L’interlocuteur du pseudo cuisinier eut un geste d’impatience.

— Imbécile ! Ne t’ai-je pas recommandé cent fois de ne pas prononcer de noms propres durant une expédition.

— Si, si, vous l’avez fait, Herr. Excusez-moi. Votre fidèle Brock est si gêné de ne pas vous donner les marques de respect.

De fait, le drôle semblait confus. Il courbait la tête, bombait le dos, offrant la silhouette d’un individu totalement désemparé. Il est probable que cette attitude apaisa la mauvaise humeur de celui dont l’incognito venait d’être trahi, car Von Karch reprit d’un ton plus bienveillant :

— Enfin, laissons cela. Il faut agir. Tout est prêt, dis-tu ?

— Oui.

— Les caisses ?…

— Réparties dans les caves, Herr. Elles forment quatre groupes reliés entre eux par le cordeau que vous savez.

— Bien. Et les paillassons des jardiniers ?
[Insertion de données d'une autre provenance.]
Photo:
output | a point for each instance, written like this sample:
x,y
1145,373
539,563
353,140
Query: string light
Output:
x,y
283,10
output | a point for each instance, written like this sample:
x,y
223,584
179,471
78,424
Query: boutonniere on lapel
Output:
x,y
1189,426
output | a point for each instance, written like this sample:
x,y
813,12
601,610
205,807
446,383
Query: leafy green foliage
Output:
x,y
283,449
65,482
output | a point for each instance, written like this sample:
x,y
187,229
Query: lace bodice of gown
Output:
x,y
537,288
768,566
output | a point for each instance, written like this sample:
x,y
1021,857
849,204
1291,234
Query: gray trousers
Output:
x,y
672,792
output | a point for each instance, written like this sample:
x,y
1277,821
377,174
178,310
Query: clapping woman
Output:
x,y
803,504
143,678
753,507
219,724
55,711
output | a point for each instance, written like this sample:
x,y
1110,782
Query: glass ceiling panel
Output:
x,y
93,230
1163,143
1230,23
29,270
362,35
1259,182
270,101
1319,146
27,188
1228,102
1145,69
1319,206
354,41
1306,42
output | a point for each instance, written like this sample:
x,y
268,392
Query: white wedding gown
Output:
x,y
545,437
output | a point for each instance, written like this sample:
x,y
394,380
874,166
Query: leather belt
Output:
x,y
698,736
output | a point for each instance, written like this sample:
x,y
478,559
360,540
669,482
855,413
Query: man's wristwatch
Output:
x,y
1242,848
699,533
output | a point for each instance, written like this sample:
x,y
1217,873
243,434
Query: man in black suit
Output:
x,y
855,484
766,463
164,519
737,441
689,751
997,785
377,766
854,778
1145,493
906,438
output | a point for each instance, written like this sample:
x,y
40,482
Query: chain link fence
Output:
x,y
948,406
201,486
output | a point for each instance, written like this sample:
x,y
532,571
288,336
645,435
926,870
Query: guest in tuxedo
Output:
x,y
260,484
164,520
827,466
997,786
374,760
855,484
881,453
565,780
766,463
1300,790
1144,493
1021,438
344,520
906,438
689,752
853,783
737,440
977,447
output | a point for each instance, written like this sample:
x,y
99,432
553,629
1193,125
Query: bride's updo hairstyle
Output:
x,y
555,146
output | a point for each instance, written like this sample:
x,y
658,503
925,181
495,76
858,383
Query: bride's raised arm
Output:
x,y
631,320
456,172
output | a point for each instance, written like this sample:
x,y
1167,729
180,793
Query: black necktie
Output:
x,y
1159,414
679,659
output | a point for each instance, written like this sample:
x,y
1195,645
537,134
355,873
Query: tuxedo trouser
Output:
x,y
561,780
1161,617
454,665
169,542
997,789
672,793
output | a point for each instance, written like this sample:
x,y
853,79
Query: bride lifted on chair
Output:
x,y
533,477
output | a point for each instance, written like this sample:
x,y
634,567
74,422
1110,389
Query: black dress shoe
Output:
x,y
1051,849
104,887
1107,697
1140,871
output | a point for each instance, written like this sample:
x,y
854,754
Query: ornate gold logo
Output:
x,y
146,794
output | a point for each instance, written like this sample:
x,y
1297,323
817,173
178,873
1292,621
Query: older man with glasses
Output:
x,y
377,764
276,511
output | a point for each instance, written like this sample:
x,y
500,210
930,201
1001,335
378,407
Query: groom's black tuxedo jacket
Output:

— À votre disposition, également. On a livré ces jours derniers, les palmiers qui ornent le parc durant l’été. J’ai rangé leurs enveloppes de paille avec soin.

Et ricanant :

— On m’a même félicité vivement à ce sujet. Il parait qu’un serviteur ayant de l’ordre est un oiseau rare.

— Qu’auraient-ils dit, mon fidèle Brock, s’ils avaient connu toutes tes qualités ?

Mais Von Karch estimait sûrement que les minutes étaient précieuses, car il reprit :

— Ne perdons pas plus de temps. Deux heures au moins sont nécessaires pour gagner la côte. Il faut qu’à l’aube, nous soyons en pleine mer, hors de la vue des guetteurs établis sur le rivage.

— Nous y serons, Herr.

L’espion hocha la tête, en homme qui avait pris les dispositions nécessaires pour qu’il en fût ainsi, et se tournant vers les buissons qui l’avaient abrité tout à l’heure, il prononça à haute voix :

— À l’ouvrage, garçons.

Trois hommes, taillés en athlètes, bondirent dans l’allée à cet appel et se tinrent immobiles, dans l’attitude figée de soldats en présence d’un chef. Ils portaient l’uniforme des matelots, le béret crânement campé sur la tête.